We also have to remember that some of these ageless wisdoms come from lack of general knowledge we now possess.

Technology and understanding of microorganisms and the human body allow us to look back on the past, go “gee, you know, that Salem witch thing … yeah, those poor birds were high on PCP from the fungi-infected barley”.

Expanded knowledge rewriting history includes canning and other food-handling and food-preservation techniques. We now know that an awful lot of the illnesses people did, in fact, go down from are actually various types of food poisoning.

Too, food poisoning is still frustrating to diagnose and track backward to source, because the cases that lead to hospitalization don’t come from something we ate today or last night.

The worst cases of food poisoning come from things we ate 24-72 hours ago, and in some cases, even earlier.

Then there’s the conditional cases.

Depending on our microbiome, we’re fine even with minor exposure to the Big Bad Botulism. However, weaken our system, alter diets and thus the microbes thriving in our guts (they’re supposed to be there), or consume antibiotics either by prescription or from foods where they naturally exist … boom.

What we’ve shrugged off seventeen or seventy times before suddenly puts us on our back.

Better yet, since we’ve been doing “that” for so many years, and so did Mom, Grandma, and the Greats, it’s absolutely and in no way even possible that our illness (or somebody else’s) could ever be linked to home-canned foods.

Why, no.

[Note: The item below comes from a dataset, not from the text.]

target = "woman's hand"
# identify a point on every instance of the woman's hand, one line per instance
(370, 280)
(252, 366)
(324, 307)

That’s ridiculous.

That is an incredible risk to be willing to take. It’s bad enough for “us”, but it’s really incredible when we risk giving it to others, especially those in high-risk groups.

I also find it incredible that the people who argue that it’s totally safe to put non-water bathed jams in a pantry for storage (or water bathed fish and non-pickled green beans, or oven can their jelly) are also so often the ones who jump and scream that we shouldn’t use newsprint, cardboard, or chem-treated pallets and timbers in our gardens, but that’s maybe just me.

The risks are even more incredible given that safe canning and preservation is so easy, for the most part inexpensive, and reputable information is so easy and inexpensive to source.

Food safety is important. While some of the restrictions faced by large-scale producers can be over the top, for the most part, they’re there because risks do, actually, exist. If it seems too onerous, apply a different mentality entirely:

Just err on the side of caution, for Pete’s sake.

It’s no different than wearing goggles and safety gloves running a saw, a seatbelt in the car, or making sure somebody knows where we’re going and when we’re coming back before hiking, boating, or hunting, just in case we win that one-in-a-million unlucky lottery.

We’re preppers here. Preparing for things to go sideways, preparing for the expected and unexpected, trying to mitigate risks. Don’t undo all that by gambling on food safety.